Tachi107 updated cubeb and removed now deprecated functions. Cleaner is always better, thanks!
heinermann fixed a crash that would occur when the emulation was paused and the window was out of focus. Thank you!
jbeich changed the building configuration so that VA-API, one of the video decoding APIs of Linux, is enabled on Unix systems, allowing the users who want to build targeting BSD or other Unix-based systems to use hardware acceleration for video decoding.
This is just one of several PRs jbeich wrote to help yuzu work on BSD systems, thank you for your contributions!
UI changes
The favourites row in yuzu’s game list was always expanded, even if the user collapsed it. epicboy added a persistent setting to remember the user preference between launches.
One of the most common issues users face is lack of Vulkan support on their PC. Not lack of hardware support, but instead missing software support caused by outdated GPU drivers or poorly coded/outdated Vulkan injections.
Our old error popup didn’t reflect this so your writer, with his total lack of coding skills, decided to improve it.
This is a complex issue and the main reason Vulkan is not yuzu’s default API. Users of old laptops with AMD and Intel integrated GPUs tend to use the driver shipped by either the laptop vendor or Windows Update. In both cases, those drivers are most likely years old (yuzu can run on AMD GPUs from 2012) and either lack Vulkan support at all, or only support a portion of what’s needed to run yuzu. Also, since laptops, by default, connect the display directly to the integrated GPU, that’s the first Vulkan driver that will be seen, so it’s critical to have the latest GPU driver installed even if your laptop has a dedicated NVIDIA GPU running the latest driver.
While telling AMD users to manually download and install updated drivers is a viable option and works as it should, in its infinite wisdom, Intel decided to block manual installation of its own official drivers if a custom laptop vendor driver is in use (those modified drivers are usually created to cheat on battery life metrics and/or to save money on cooling).
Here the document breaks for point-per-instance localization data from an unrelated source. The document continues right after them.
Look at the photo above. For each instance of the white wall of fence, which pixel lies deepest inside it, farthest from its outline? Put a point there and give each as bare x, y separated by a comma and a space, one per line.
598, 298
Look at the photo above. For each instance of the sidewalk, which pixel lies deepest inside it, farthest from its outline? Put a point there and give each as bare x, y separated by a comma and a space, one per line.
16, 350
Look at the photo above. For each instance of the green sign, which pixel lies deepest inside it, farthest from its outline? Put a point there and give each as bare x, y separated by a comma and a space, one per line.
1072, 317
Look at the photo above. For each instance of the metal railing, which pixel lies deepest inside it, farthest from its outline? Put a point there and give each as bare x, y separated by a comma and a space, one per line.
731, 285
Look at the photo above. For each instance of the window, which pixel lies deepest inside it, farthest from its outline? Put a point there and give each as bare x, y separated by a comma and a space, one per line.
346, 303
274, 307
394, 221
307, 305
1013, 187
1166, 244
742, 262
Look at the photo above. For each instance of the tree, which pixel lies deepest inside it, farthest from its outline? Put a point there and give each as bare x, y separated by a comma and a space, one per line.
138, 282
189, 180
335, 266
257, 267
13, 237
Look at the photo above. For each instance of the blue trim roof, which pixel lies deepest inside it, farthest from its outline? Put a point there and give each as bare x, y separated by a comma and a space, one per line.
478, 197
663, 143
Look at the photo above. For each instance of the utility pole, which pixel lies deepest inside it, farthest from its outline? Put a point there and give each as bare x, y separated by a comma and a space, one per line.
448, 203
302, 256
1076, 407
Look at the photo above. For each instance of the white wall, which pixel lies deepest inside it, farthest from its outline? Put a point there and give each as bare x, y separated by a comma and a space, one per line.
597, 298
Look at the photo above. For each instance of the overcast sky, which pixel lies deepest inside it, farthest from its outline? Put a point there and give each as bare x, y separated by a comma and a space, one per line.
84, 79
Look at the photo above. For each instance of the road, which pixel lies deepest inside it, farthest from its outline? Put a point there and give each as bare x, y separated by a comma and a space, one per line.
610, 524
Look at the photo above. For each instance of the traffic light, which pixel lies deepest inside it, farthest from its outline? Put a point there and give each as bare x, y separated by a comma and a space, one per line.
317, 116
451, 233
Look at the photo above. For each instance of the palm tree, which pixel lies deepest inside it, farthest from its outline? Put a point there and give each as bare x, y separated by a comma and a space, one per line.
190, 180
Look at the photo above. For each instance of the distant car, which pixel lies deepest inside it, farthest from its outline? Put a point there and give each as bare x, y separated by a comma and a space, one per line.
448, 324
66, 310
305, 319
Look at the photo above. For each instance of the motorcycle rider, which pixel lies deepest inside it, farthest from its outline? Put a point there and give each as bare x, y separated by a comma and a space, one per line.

The only alternative in those cases is to manually download the ZIP version of the driver > unpack it > Launch the Device Manager > right-click the correct GPU in Display Adapters > select Update Driver Software… > select Browse my computer for driver software > select Let me pick from a list of device drivers on my computer > select Have Disk… > then finally browse to the folder where the driver was unpacked and select the iigd_dch.inf file. What a very intuitive and user-friendly way to update a GPU driver… great job Intel.
Here’s a video tutorial for those that prefer visual aid over our rambling. Just make sure to use the iigd_dch.inf file instead of the one shown in the slightly outdated video. Other mentioned optimizations on the video no longer apply.
With this easy job done, the Intel GPU gets full Vulkan support, runs at its intended performance, and has access to all the new features, fixes, and performance improvements that the driver developers worked on. The driver is also allowed to auto-update on new official releases.
Known software that uses broken Vulkan injectors are outdated screen recorders like Bandicam, Action!, and even OBS. We strongly recommend using an up-to-date OBS, the native encoders from the GPU vendor (Radeon ReLive and Geforce Experience), or the integrated Xbox Game Bar on Windows. Overwolf and GShade are also known to break Vulkan support, so we strongly recommend avoiding them.
Future projects
Project Gaia is progressing smoothly. Heads up, SSD users will notice improvements once it is released.
Blinkhawk informs us that Project Y.F.C. will be released in smaller chunks in order to push more progressive updates instead of delaying for a big release that would require more testing time. We want to get these updates in your hands as soon as possible! We continue to plan to add several GPU features that have been pending. Here’s a screenshot as an example:
Mario Golf: Super Rush
That’s all folks! Thank you for your attention, and we hope to see you next month!